Intrinsic non-uniqueness of the acoustic full waveform inverse problem

In the context of seismic imaging, the full waveform inversion (FWI) is more and more popular. Because of its lower numerical cost, the acoustic approximation is often used, especially at the exploration geophysics scale, both for tests and for real data. Moreover, some research domains such as helioseismology face true acoustic medium for which FWI can be useful. In this work, we show that the general acoustic inverse problem based on limited frequency band data is intrinsically non-unique, making any general acoustic FWI impossible. Our work is based on two tools: particle relabelling and homogenization. On the one hand, the particle relabelling method shows it is possible to deform a true medium based on a smooth mapping into a new one without changing the signal recorded at seismic stations. This is a potentially strong source of non-uniqueness for an inverse problem based a seismic data. Nevertheless, in the elastic case, the deformed medium loses the elastic tensor minor symmetries and, in the acoustic case, it implies density anisotropy. It is therefore not a source of non-uniqueness for elastic or isotropic acoustic inverse problems, but it is for the anisotropic acoustic case. On the other hand, the homogenization method shows that any fine-scale medium can be up-scaled into an effective medium without changing the waveforms in a limited frequency band. The effective media are in general anisotropic, both in the elastic and acoustic cases, even if the true media are isotropic at a fine scale.
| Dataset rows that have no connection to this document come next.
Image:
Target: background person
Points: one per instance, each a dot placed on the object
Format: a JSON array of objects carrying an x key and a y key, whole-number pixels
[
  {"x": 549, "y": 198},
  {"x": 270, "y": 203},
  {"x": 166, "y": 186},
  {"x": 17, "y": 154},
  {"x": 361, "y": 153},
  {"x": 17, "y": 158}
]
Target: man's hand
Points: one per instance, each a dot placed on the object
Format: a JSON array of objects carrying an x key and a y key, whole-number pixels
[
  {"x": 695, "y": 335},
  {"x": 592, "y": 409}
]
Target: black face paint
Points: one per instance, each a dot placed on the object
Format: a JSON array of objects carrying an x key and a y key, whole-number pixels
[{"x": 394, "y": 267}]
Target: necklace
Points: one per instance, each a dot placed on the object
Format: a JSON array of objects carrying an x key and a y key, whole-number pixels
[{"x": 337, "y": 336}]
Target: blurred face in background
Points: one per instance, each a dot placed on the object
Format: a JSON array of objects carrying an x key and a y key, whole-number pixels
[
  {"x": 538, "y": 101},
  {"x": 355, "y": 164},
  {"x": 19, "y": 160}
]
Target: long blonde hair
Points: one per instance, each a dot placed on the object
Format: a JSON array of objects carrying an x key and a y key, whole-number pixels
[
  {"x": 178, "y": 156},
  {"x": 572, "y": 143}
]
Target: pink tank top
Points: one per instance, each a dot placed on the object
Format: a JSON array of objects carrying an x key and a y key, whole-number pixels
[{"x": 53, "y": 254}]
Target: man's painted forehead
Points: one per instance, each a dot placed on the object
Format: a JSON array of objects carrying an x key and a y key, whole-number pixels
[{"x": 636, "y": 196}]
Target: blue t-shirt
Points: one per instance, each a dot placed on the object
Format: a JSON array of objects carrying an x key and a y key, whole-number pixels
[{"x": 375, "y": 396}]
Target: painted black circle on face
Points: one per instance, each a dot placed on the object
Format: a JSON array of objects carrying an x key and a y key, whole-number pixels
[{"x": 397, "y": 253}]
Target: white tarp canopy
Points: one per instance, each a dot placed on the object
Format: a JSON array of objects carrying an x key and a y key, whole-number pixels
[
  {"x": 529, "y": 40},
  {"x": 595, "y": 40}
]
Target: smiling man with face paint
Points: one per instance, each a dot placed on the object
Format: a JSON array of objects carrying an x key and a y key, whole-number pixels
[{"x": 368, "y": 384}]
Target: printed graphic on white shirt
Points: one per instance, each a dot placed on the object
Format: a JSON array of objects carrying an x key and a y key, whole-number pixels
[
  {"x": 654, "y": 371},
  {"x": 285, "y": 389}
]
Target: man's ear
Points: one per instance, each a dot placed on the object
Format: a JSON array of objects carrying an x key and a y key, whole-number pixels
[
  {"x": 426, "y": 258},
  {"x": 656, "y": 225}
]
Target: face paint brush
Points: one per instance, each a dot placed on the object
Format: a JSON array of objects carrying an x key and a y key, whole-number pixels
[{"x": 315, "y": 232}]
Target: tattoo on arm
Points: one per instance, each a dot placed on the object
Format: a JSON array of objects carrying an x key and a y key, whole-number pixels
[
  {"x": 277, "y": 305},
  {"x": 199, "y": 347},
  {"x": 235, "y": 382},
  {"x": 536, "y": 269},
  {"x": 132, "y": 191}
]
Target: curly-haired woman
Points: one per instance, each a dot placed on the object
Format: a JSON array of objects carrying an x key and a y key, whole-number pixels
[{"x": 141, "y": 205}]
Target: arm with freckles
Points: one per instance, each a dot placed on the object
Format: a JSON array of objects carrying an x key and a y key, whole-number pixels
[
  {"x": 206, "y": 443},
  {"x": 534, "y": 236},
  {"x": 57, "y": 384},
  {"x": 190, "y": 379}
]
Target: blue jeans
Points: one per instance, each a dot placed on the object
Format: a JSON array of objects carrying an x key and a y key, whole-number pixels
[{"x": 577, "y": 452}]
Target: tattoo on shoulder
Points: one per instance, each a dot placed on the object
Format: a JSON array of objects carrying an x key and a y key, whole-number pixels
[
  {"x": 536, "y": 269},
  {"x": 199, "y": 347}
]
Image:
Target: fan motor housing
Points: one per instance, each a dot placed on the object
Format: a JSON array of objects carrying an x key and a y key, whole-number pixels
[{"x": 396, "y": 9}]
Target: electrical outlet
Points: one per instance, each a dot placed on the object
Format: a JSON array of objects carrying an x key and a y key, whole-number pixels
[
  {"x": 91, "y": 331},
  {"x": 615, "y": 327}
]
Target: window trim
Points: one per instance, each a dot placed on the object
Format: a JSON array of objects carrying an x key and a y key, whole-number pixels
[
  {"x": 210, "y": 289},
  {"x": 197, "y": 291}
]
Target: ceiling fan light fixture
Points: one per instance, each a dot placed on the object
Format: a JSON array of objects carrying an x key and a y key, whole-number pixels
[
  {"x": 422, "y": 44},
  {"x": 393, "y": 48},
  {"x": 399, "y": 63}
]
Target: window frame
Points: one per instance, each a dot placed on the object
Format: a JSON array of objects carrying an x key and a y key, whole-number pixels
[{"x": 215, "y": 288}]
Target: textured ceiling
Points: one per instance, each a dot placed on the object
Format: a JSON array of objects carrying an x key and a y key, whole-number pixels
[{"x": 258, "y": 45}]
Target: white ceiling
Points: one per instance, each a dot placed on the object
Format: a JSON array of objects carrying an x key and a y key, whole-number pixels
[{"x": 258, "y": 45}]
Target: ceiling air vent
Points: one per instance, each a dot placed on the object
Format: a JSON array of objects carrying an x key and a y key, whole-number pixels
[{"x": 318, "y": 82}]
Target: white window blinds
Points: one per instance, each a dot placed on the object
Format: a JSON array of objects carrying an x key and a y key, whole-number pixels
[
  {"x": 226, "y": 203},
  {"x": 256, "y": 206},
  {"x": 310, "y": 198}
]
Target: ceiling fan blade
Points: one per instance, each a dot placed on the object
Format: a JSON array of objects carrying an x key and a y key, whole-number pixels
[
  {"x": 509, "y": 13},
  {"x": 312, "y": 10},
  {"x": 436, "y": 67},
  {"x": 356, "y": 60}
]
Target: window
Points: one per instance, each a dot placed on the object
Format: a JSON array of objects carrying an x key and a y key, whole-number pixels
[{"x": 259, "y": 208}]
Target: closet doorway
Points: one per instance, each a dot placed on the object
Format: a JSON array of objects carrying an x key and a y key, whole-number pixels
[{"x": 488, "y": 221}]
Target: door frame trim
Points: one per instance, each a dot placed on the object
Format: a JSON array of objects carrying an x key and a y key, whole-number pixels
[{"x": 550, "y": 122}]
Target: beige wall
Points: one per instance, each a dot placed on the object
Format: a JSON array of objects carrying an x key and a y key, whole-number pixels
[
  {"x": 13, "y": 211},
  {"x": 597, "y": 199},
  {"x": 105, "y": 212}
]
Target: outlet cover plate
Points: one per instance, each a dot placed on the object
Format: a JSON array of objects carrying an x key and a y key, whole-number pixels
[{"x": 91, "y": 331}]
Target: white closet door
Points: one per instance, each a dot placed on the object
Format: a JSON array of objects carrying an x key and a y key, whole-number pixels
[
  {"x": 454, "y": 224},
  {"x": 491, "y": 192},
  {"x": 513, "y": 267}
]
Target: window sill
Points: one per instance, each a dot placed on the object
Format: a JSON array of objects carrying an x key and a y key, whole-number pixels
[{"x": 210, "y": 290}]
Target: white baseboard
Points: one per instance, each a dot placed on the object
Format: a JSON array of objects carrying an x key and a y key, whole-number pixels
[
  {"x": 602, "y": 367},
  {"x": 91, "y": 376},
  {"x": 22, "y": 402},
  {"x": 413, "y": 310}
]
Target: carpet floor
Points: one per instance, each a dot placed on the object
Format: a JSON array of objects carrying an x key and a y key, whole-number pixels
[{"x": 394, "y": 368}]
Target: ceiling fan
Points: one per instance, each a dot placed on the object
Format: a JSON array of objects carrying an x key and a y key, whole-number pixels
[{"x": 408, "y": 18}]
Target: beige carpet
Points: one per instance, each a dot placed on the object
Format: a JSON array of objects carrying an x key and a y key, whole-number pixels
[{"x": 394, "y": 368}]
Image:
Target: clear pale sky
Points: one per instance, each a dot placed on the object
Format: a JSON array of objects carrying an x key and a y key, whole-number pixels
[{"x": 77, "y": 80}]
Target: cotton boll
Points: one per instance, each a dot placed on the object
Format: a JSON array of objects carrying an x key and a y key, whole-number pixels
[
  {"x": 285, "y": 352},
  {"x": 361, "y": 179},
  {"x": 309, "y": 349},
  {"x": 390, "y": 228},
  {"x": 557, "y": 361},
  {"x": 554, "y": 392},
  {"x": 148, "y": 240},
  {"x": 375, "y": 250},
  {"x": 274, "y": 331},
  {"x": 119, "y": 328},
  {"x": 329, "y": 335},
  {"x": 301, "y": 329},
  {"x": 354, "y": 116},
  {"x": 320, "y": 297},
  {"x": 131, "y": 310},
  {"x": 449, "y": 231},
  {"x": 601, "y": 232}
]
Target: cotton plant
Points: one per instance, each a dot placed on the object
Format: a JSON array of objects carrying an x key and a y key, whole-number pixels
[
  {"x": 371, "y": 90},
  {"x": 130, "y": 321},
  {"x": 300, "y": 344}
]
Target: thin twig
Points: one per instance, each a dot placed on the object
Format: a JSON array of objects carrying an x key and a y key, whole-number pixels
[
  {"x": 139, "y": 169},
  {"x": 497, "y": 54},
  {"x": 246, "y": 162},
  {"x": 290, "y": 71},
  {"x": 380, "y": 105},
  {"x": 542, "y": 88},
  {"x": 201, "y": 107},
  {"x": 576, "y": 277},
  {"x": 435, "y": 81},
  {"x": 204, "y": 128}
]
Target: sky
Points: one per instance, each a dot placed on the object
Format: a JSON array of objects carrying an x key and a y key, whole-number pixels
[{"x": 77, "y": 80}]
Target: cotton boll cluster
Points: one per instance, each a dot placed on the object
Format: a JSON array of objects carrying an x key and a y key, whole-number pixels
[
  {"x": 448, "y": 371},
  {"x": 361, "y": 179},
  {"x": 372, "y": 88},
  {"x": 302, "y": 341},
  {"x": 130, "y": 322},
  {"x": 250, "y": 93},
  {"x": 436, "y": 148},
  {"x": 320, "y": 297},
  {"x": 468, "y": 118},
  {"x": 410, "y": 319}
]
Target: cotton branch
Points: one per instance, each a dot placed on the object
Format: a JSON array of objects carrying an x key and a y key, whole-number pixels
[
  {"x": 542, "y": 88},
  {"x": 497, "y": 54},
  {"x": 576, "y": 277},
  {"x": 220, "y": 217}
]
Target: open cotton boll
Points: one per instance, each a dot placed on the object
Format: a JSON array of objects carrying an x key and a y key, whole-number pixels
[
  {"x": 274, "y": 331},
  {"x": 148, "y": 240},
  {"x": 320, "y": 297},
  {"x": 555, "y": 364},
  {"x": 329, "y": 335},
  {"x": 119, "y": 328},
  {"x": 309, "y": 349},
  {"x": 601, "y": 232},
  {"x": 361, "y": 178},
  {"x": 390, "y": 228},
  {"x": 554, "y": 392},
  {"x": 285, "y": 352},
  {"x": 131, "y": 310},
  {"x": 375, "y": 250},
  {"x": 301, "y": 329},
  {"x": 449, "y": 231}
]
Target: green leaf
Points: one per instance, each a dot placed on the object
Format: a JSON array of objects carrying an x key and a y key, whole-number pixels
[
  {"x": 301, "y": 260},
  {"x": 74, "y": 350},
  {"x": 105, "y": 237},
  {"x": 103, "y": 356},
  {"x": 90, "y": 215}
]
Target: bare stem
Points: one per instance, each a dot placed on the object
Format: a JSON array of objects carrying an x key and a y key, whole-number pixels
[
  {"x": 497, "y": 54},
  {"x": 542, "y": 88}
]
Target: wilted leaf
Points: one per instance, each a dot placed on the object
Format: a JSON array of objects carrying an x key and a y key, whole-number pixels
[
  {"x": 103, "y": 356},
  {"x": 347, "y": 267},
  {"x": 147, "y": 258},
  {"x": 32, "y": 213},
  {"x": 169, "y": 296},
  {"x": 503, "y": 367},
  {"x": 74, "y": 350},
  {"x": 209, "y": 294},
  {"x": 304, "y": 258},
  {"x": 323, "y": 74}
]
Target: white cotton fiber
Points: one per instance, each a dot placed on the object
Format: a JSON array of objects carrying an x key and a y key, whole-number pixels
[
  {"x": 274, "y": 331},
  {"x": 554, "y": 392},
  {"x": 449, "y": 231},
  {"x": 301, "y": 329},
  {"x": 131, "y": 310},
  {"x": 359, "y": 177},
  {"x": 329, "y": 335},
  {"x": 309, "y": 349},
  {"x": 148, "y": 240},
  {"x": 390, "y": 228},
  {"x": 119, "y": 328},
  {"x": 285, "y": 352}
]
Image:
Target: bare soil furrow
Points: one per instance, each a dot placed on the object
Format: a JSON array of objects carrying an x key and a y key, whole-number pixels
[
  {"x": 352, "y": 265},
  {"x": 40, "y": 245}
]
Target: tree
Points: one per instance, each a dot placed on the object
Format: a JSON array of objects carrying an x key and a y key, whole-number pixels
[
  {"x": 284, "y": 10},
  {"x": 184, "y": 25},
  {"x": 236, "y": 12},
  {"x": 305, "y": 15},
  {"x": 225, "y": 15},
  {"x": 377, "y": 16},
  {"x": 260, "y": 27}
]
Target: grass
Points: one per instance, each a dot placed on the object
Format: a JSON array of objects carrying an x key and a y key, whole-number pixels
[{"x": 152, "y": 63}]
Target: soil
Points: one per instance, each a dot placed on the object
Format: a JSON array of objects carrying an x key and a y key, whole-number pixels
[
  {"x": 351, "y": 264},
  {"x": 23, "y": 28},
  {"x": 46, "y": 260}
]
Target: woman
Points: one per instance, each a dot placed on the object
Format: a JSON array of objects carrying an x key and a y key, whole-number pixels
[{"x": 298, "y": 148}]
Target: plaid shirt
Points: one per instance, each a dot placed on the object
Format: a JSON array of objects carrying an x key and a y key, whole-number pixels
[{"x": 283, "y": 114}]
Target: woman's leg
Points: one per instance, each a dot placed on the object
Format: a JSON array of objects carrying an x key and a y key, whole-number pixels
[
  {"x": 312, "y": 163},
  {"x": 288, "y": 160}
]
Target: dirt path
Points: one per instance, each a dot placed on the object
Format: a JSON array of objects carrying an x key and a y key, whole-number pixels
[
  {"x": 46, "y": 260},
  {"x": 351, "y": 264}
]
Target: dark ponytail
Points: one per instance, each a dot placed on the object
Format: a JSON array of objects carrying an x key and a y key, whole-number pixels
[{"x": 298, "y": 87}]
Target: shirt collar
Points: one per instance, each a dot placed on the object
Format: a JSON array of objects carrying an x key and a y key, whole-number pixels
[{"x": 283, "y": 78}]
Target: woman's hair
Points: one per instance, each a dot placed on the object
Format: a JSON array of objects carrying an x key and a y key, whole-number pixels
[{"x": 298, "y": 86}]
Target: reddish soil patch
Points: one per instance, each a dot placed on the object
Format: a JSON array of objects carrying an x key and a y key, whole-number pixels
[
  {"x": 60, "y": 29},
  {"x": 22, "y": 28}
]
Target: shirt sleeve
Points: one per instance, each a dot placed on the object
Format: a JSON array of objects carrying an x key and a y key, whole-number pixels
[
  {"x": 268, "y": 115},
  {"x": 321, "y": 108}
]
It implies that anisotropy is in general present and needs to be inverted. Therefore, acoustic anisotropy can not be avoided in general. We conclude, based on a particle relabelling and homogenization arguments, that the acoustic FWI solution is in general non-unique. We show, in 2-D numerical FWI examples based on the Gauss-Newton iterative scheme, the effects of this non-uniqueness in the local optimization context. We numerically confirm that the acoustic FWI is in general non-unique and that finding a physical solution is not possible.